SERENADE
SEASON IIBAB IX
Walau pada akhirnya rintik hujan itu akan mereda juga. Namun hawa dingin sudah terlanjur merebak menusuk tulang. Jalanan pun terlanjur basah. Tak ada sudut yang kering lagi. Walau pada akhirnya prahara telah berlalu. Luka dan bekasnya masih tertinggal disana. Tersembunyi indah dibalik senyum menawan.
Dan itu terasa ketika sang kakak mencoba untuk memandang wajah adiknya. Gurat tenang yang tergores disana tak terbaca. Sama sekali tak melukiskan apa yang terjadi pada hati. Bertanya padanya tentang apa yang ia tahan itu percuma. Taehyung tak akan menemukan jawaban yang benar dari mulutnya.
“Ada lagi yang ingin dibawa?” Tanya Taehyung sembari sibuk memasukkan beberapa peralatan Jungkook ke dalam box.
Pagi ini mereka para penghuni white house melakukan persiapan untuk bakti sosial. Pada akhirnya acara itu disetujui dengan mudahnya oleh kepala desa. Jadilah Jungkook mengundang beberapa dokter dari Seoul untuk membantunya.
“Ada,” Jawab Jungkook yang sekarang tengah mematut diri di depan cermin. Membenahkan kancing kemeja putih yang ia kenakan.

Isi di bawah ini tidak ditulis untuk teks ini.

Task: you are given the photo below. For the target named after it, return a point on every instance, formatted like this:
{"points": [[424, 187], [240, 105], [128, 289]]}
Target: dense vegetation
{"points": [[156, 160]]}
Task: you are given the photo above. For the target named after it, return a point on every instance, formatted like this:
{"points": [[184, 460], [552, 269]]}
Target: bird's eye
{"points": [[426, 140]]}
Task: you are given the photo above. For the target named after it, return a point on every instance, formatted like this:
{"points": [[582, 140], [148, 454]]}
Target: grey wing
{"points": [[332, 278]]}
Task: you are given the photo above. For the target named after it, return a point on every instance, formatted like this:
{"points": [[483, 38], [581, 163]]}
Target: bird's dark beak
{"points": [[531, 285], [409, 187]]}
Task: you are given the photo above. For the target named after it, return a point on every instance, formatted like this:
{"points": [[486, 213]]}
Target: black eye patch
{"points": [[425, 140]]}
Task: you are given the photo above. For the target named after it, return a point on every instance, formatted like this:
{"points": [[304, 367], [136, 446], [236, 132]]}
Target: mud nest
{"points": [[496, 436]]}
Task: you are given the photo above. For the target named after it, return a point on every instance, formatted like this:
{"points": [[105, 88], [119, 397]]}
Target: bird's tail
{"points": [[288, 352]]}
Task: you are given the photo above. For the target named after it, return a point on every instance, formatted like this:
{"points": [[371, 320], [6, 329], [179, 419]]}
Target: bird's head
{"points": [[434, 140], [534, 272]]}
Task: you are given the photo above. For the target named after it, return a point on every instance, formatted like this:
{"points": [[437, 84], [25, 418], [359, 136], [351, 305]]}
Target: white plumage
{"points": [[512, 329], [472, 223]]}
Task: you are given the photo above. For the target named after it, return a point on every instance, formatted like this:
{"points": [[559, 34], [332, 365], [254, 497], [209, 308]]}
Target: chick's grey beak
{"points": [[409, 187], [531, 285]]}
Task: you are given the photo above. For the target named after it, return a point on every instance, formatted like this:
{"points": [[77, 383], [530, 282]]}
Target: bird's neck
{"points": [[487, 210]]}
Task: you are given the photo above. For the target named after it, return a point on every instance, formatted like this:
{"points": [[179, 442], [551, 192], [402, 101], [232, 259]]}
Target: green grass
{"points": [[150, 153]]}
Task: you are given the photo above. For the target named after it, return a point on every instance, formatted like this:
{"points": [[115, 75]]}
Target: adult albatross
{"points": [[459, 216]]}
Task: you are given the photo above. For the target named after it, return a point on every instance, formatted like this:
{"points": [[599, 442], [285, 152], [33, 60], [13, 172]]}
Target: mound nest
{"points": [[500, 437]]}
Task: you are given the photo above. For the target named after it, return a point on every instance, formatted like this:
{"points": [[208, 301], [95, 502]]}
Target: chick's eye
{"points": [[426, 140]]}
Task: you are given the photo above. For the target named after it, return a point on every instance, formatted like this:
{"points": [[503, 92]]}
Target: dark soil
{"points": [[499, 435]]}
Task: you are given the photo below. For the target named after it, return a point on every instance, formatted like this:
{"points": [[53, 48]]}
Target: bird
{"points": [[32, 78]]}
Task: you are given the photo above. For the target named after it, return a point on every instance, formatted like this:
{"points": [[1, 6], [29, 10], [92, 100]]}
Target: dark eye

“Apa? Biar ku angkut sekalian ke bawah,” Tawar Taehyung. sebenarnya ia bingung, apa lagi yang akan Jungkook bawa. Semua perlengkapan yang ia siapkan di atas meja sudah Taehyung bereskan.
“Aku,”
Eh?
Sejenak Taehyung terbengong dengan mulutnya membentuk huruf o sempurna. Ia lihat Jungkook berdiri didepannya dengan rupa yang menawan. Adik kecil yang dulu sering ia temukan tengah memegang gagang sapu kini telah tumbuh begitu indah.
Taehyung angkat salah satu lengannya. Telapak tangan kasar itu rasanya sangat tak pantas untuk menyentuh Jungkook lagi. Ia pandang tangan itu cukup lama. Ada sisa kekecewaan disana.
Tangan yang dulu sering menyakiti jungkook, kini berharap Jungkook akan menggenggamnya lagi? mustahil bukan? Tokek di dinding sampai menertawakan Taehyung.
“Kau ingin ku gendong Dek?” Tawar Taehyung jahil.
“Gendong babi saja sana,”
Jungkook berdecak kesal lantas berjalan melalui Taehyung begitu saja. Perdebatan kecil yang sengit, itu yang sering terjadi antara mereka berdua akhir-akhir ini. Pertengkaran yang tak ada manfaatnya. Ribut kesana kemari, membahas sesuatu yang terdengar menyebalkan.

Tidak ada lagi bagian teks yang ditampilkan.